I agree with you, and everyone else who thinks I need to be told this. Which is why I've been advocating in this thread for users to drop RedHat like I did 20ish years ago when they first replaced their free desktop with RedHat Enterprise. And further to move away from source-rebuild distributions because RedHat has clearly stated that they see these users as lost revenue and are taking these actions as a way to "claim" those customers by removing the options. And I certainly wouldn't pay RedHat after shitting on at least the spirit of the GPL (and I'll be happy if someone sues them successfully to set a precedent about the letter of the GPL).
It seems that you, and many other corpo-apologists, have been brainwashed into a commercial software mode of thinking where you get the basic software for free, and then pay for extra features. Your “price tiers” remark certainly indicates that you don’t really understand what open source software is about.

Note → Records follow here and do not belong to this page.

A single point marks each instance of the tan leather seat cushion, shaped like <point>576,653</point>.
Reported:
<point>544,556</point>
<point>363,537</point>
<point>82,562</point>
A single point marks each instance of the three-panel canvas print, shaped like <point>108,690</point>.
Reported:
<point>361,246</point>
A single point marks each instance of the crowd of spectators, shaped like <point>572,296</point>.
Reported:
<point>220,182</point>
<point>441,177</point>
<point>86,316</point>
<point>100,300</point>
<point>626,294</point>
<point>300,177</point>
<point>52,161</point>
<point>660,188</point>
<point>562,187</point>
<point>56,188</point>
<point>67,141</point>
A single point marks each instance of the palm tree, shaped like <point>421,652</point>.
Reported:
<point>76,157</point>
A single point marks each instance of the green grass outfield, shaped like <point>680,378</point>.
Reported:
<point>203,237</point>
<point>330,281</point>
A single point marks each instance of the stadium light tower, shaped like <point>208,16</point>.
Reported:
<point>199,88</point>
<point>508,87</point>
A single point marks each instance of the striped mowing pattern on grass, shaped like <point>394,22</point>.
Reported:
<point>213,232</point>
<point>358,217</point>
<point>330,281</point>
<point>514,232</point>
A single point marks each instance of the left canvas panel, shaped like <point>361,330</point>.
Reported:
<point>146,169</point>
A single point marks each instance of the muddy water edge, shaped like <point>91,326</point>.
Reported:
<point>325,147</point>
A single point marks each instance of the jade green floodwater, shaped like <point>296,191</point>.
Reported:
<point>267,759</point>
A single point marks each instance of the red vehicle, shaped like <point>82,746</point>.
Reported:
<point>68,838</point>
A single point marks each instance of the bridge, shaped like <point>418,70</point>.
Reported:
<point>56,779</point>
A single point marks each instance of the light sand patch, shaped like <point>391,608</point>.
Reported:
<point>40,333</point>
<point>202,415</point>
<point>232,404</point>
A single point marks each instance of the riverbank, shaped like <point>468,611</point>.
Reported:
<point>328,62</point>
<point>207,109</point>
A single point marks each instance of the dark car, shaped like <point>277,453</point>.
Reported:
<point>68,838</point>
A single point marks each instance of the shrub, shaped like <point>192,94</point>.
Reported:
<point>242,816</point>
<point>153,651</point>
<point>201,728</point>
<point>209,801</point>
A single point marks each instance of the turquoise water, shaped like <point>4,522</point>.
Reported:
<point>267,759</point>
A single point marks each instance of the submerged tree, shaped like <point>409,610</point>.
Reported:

I'm so apologetic to these corporations that I'm literally commenting in here to stop buying from them! Such an apologist! When RedHat killed CentOS, I recommended at my office that we switch all CentOS usage to Ubuntu. When they announced this last move of closing the RHEL source to non-customers and the user agreements that they'll terminate your contract if you distribute the sources, I recommended we don't even consider a source rebuild distribution either, because I don't want us to be caught with having to transition to another distribution if RedHat finds a way to kill off the source for UBI to non-customers (how Rocky is planning to stay compatible as a source-rebuild distribution). And it seems Canonical is killing their free distribution too, for organizations of more than 5, so I have to reconsider Ubuntu now (which sucks because WSL was really helping my case to use Ubuntu) Maybe now that Alma is moving away from the RHEL source rebuild model I can recommend Alma, maybe can get a WSL package of Alma. If the other distributions stop caring about RHEL compatibility, then RHEL will cease to be the de facto standard. And we can all rejoice. Seriously why would anyone want to sell a product they built on RHEL now. If they have to redistribute a library they got from RHEL, then they are faced with either being in violation of GPL or losing access to security updates from RHEL (meaning they'll be exposing their own customers to security risks). It's a legal lose-lose to be a RHEL customer now.
As for support infrastructure: nobody is expecting Red Hat to give tech support to AlmaLinux and RockyLinux users.
Fucking duh. I never implied that. I said if you're trying to make use of enterprise features that cost money to provide, you should pay for them. I personally get by just fine with support from GitHub issues/discussions, Gitter/Slack channels, IRC, and Usenet.